Nas exatas palavras do Tribunal, “a jurisprudência desta Suprema Corte, não reconhece a possibilidade de controle concentrado de atos que consubstanciam mera ofensa reflexa à Constituição, tais como o ato regulamentar consubstanciado no Decreto presidencial ora impugnado” (AgRg ADPF 93).
Além disso, a discussão sobre a constitucionalidade ou inconstitucionalidade de projetos de lei ou de propostas de emenda à Constituição, a princípio, não pode ser objeto de ADPF. Portanto, projeto de lei e proposta de emenda, a princípio, não podem ser objeto de ADPF. Isso porque havia dispositivos no projeto que originou a Lei 9.882/99 que abriam a possibilidade de controle de constitucionalidade judicial preventivo por meio de ADPF, mas eles foram vetados (eram o art. 4º, § 4º, e o art. 9º do projeto), de modo que, tendo sido vetados os dispositivos que previam a possibilidade de ajuizamento de ADPF em face de projeto de lei e de proposta de emenda constitucional, NÃO CABE ADPF NESSAS HIPÓTESES.
O STF entende que pode ser ajuizada ADPF em face de decisão judicial, quando essas decisões judiciais se referem ao controle de constitucionalidade, e não à tutela de interesses subjetivos comuns.
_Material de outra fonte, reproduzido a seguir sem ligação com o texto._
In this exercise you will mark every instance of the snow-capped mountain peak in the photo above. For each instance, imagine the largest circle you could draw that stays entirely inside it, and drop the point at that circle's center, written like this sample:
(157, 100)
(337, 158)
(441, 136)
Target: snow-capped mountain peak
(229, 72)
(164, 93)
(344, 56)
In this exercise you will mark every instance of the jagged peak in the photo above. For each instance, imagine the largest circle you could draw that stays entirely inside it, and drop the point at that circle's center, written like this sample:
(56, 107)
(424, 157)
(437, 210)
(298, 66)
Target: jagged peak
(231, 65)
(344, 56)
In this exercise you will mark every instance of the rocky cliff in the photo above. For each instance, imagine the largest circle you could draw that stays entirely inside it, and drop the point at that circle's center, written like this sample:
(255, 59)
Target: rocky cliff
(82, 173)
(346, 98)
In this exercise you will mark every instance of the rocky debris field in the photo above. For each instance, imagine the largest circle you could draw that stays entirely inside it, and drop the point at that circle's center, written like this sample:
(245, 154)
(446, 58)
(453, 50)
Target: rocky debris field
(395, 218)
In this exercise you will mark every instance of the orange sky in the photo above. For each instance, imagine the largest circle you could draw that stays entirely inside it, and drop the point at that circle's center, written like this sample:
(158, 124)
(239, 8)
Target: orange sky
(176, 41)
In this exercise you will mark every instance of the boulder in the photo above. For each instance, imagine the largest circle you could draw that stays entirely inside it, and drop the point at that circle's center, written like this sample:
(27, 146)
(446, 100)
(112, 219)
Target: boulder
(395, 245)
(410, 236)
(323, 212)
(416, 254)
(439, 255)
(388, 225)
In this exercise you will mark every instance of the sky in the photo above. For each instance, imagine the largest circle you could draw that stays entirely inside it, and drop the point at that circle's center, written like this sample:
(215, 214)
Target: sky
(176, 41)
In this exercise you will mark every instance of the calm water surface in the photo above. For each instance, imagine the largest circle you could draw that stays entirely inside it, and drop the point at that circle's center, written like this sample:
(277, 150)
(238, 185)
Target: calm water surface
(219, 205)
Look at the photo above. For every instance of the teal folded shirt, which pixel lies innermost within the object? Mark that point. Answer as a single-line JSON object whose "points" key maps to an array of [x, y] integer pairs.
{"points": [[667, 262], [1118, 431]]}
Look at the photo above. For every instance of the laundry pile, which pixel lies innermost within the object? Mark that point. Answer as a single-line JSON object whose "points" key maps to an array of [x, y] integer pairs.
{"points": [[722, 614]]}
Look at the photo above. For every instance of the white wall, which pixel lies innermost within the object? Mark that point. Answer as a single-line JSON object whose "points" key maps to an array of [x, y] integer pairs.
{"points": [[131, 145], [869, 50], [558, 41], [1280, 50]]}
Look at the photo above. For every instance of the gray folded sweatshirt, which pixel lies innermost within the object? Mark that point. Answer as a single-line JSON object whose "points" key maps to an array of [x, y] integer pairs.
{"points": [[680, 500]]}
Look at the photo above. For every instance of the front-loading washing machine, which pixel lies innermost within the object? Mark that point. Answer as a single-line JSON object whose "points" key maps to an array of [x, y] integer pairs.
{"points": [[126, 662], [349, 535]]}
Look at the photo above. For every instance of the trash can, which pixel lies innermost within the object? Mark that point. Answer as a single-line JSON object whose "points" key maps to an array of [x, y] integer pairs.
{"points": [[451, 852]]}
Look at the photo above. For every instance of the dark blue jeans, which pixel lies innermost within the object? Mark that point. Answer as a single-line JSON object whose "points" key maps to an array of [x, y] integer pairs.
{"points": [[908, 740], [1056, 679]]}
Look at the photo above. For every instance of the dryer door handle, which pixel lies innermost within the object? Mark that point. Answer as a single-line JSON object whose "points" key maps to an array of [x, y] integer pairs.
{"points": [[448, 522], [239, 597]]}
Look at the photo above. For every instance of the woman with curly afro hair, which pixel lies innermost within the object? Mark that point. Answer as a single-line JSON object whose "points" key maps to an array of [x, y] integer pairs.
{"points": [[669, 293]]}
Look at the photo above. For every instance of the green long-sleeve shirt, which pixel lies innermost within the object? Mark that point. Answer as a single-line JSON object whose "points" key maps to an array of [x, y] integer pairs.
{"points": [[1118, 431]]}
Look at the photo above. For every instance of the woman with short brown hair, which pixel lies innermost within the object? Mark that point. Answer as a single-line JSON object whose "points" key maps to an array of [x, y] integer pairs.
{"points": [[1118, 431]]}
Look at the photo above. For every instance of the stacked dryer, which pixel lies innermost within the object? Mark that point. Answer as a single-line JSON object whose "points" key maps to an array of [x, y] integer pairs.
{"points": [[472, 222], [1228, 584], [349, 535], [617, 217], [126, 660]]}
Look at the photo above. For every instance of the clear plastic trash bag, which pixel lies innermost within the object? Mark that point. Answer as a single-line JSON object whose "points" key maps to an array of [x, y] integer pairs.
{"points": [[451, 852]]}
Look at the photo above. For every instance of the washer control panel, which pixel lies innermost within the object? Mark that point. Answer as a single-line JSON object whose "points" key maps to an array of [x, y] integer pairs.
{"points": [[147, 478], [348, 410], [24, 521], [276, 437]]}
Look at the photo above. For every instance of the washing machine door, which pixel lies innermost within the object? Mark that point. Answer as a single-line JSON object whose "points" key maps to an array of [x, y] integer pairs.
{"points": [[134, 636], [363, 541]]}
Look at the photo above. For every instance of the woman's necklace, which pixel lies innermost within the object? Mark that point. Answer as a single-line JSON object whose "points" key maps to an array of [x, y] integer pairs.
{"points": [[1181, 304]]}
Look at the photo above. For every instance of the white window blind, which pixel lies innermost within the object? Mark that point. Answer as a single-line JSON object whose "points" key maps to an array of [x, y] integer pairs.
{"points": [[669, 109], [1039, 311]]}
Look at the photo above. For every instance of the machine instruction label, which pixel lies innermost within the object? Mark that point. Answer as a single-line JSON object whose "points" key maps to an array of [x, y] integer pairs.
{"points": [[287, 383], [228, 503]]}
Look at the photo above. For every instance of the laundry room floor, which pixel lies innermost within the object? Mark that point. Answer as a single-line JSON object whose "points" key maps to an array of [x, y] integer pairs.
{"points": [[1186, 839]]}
MAS não se admite ADPF em face de sentença judicial transitada em julgado, a qual desafia ação rescisória, e não ADPF.
Outro detalhe importante é o seguinte: a restrição legal (que não tem previsão constitucional, mas apenas legal) acerca do cabimento da ADPF somente em relação a atos do poder público exclui a possibilidade de mover ADPF em face de atos particulares/privados. Portanto, só cabe ADPF em relação a atos do poder público, não cabendo em relação a atos não estatais, ainda que esses atos não estatais violem preceitos fundamentais.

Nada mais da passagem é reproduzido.